Today Makes Tomorrow
- Predecessor: Taiwan Maritime Transport Co. Ltd
- Founded: 1958

= Today Makes Tomorrow =

Taiwanese shipping company

Today Makes Tomorrow (TMT) is a Taiwanese shipping company that in 2008 directly owned some 60 ships, with many more on order, including dry bulk, crude, cargo, LNG, automobile, and cement carriers.

== History ==

=== Taiwan Maritime Transport Co. ===
TMT Co. Ltd was founded as the Taiwan Maritime Transport Co. Ltd in 1958. The company began by operating in the banana export business. The company’s first boat was named Taiwan Banana in Chinese. It expanded over the years into different sectors and, at one point, had 10% of the world's wood chip carrier capacity.

=== Change of ownership ===
Mr Nobu Su is TMT’s current owner and CEO. He took over after his father, Ching Wun Su, who founded the company, died in 2002. Over the years that followed TMT expanded rapidly, with ten new dry bulk carriers, roll-on roll-off ships for automobile freight, crude petroleum supertankers, very large bulk carriers (VLBC) and a Liquefied Natural Gas (LNG) carrier. At one point, the company operated more than 130 ships.

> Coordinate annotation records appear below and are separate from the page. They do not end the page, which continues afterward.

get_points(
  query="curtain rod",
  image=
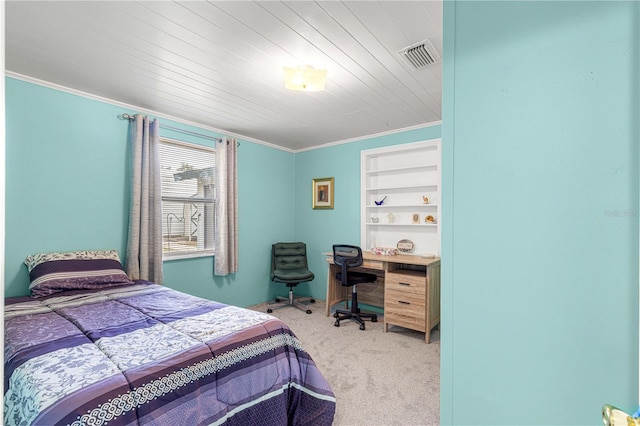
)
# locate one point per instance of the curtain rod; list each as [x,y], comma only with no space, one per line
[130,117]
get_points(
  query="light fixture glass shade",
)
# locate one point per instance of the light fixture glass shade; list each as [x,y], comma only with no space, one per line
[304,78]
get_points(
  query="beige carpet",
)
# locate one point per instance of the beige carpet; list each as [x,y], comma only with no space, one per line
[378,378]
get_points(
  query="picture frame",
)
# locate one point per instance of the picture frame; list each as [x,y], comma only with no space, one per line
[323,189]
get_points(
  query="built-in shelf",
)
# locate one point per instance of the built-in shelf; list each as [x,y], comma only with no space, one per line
[403,187]
[403,169]
[400,206]
[401,224]
[404,174]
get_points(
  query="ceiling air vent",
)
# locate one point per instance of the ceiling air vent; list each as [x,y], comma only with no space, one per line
[420,55]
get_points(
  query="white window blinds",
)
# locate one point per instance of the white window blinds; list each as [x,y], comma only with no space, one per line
[187,175]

In 2007 the company was rebranded and its acronym redefined to mean Today Makes Tomorrow.

=== Futures market ===
TMT Group has invested significant resources in the forward freight agreement (FFA) market. It entered the market in 2004 and at one point was reported as being responsible for almost 30% of the global trade in FFA.

=== Ships ===
TMT group operates the "Whale" crude supertankers, part of a series of sister tankers named A Whale, B Whale, and so on until H Whale. TMT's ships are registered separately in Monrovia and sail under a Liberian flag.

=== Recent contracts ===
TMT signed a contract with Chevron in September 2013 for one of its largest carriers, C Elephants, to carry crude petroleum.